While advance retail sales were unchanged, total receipts excluding autos rose 0.4%. Economists surveyed by Dow Jones had been looking for a 0.1% increase in the top-line number and a flat total ex-autos. June’s gain was revised down to 0.8% from 1%.

Retail and food sales excluding gasoline and autos rose 0.7% from a month ago.

The numbers are adjusted seasonally but not for inflation, and come during a month when the consumer price index also was flat.

A tumble in fuel prices off their record nominal highs pushed down sales at the pump, with gas station receipts off 1.8%. Motor vehicle and parts dealers sales also fell sharply, declining 1.6%.

Gas prices had eclipsed $5 a gallon in many locations earlier in the summer, but fell through July and most recently were at $3.94 a gallon for regular unleaded, according to AAA.

“People appear to have used some of the savings from lower gas prices to spend more on other items, both in nominal and — very likely — real terms,” wrote Ian Shepherdson, chief economist at Pantheon Macroeconomics. “Auto sales have been severely constrained by the chip shortage, so pent-up demand likely is substantial. July’s other losers were department stores and clothing retailers, but all these components are noisy and subject to revisions.”

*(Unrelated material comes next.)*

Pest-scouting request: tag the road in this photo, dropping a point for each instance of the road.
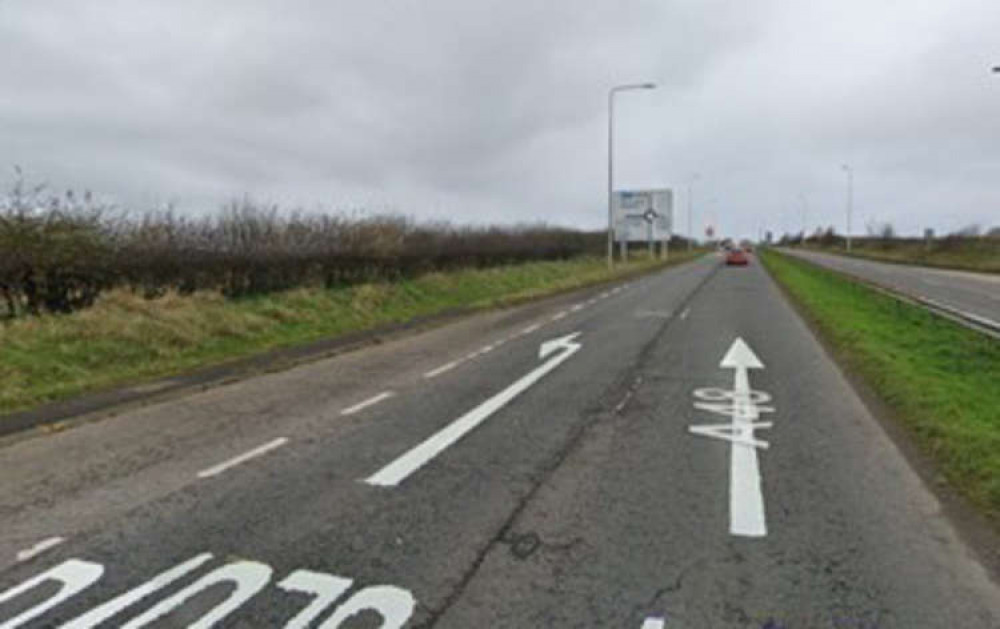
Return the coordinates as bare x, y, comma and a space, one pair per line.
531, 467
976, 295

Those pullbacks in gas and auto sales were offset by a 2.7% increase in online sales and a 1.5% gain in miscellaneous stores.

Consumers have been fighting to keep up with an inflationary environment that has seen prices overall increase 8.5% from a year ago, close to the highest level in 40 years. Price rises have been especially pernicious in the food and energy category; even with the July slide in energy prices, gas station receipts climbed 39.9% from a year ago.

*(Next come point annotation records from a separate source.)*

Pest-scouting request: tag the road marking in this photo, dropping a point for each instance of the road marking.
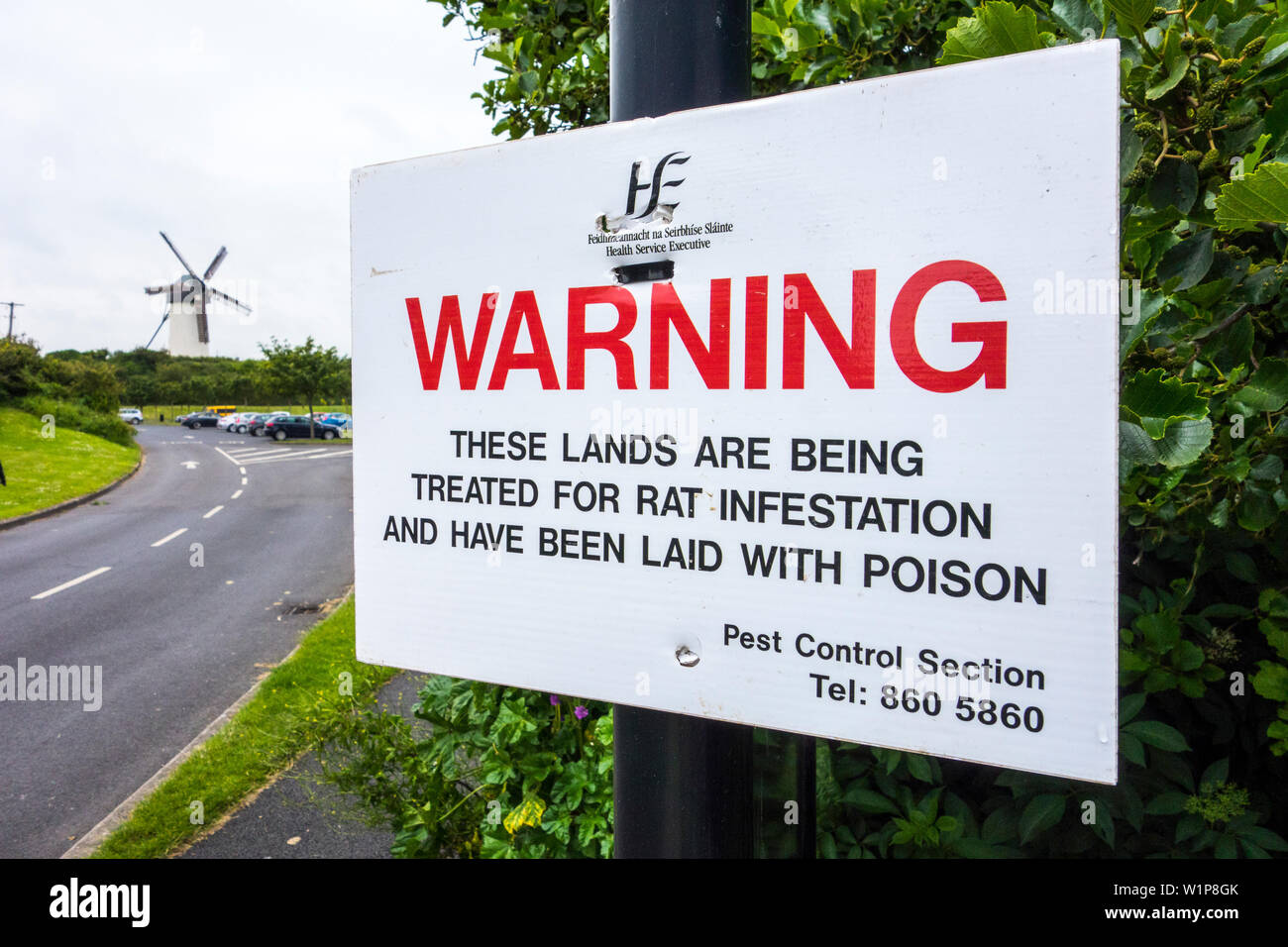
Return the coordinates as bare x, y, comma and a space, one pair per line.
166, 539
322, 454
56, 589
257, 455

July provided some respite from inflation pressures, and the decline in fuel costs particularly allowed consumers to spend elsewhere.

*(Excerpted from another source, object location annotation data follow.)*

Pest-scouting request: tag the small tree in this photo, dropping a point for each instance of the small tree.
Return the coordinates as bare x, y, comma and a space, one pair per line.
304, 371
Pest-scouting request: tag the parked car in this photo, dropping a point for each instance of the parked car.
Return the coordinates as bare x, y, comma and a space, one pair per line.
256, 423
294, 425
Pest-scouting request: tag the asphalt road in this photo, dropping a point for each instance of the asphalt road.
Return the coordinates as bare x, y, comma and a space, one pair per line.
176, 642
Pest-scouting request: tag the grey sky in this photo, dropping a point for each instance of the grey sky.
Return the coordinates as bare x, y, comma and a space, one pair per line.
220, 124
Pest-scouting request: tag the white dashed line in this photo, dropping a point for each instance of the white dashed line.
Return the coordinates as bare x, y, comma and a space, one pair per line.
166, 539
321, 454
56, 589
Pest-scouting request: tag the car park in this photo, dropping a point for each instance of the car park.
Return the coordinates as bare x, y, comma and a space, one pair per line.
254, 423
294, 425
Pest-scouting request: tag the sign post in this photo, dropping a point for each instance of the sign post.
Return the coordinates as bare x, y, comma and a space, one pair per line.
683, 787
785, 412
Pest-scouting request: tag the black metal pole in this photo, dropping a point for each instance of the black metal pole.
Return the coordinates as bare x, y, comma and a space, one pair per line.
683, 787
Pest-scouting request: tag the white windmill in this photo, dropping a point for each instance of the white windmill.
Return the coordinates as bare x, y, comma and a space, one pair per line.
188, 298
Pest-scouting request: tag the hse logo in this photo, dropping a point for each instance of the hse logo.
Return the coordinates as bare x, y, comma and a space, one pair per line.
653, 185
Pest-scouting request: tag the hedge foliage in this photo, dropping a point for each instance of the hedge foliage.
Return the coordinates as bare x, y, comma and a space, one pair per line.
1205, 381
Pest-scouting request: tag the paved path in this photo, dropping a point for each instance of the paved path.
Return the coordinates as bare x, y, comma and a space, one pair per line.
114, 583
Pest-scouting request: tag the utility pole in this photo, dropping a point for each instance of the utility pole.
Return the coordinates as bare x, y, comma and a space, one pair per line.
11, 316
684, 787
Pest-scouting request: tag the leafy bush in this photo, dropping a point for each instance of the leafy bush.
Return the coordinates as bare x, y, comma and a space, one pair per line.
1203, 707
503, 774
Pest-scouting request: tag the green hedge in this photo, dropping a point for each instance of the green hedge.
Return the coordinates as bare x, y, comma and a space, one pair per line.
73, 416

Food sales rose just 0.2%, however, even as the food price index as measured by the Bureau of Labor Statistics increased 1.1% for the month. Sales at bars and restaurants also struggled, rising just 0.1%.

Some retailers also have struggled in the current environment.

Target on Wednesday said its earnings tumbled close to 90% from a year ago as it has had to mark down prices on unwanted inventory.

The Federal Reserve has been using interest rate increases to hold back inflation. The central bank enacted consecutive 0.75 percentage point hikes in June and July and is expected to keep moving rates higher until inflation comes down to the Fed’s 2% goal.

Correction: Target on Wednesday said its earnings tumbled close to 90% from a year ago. An earlier version misstated the metric.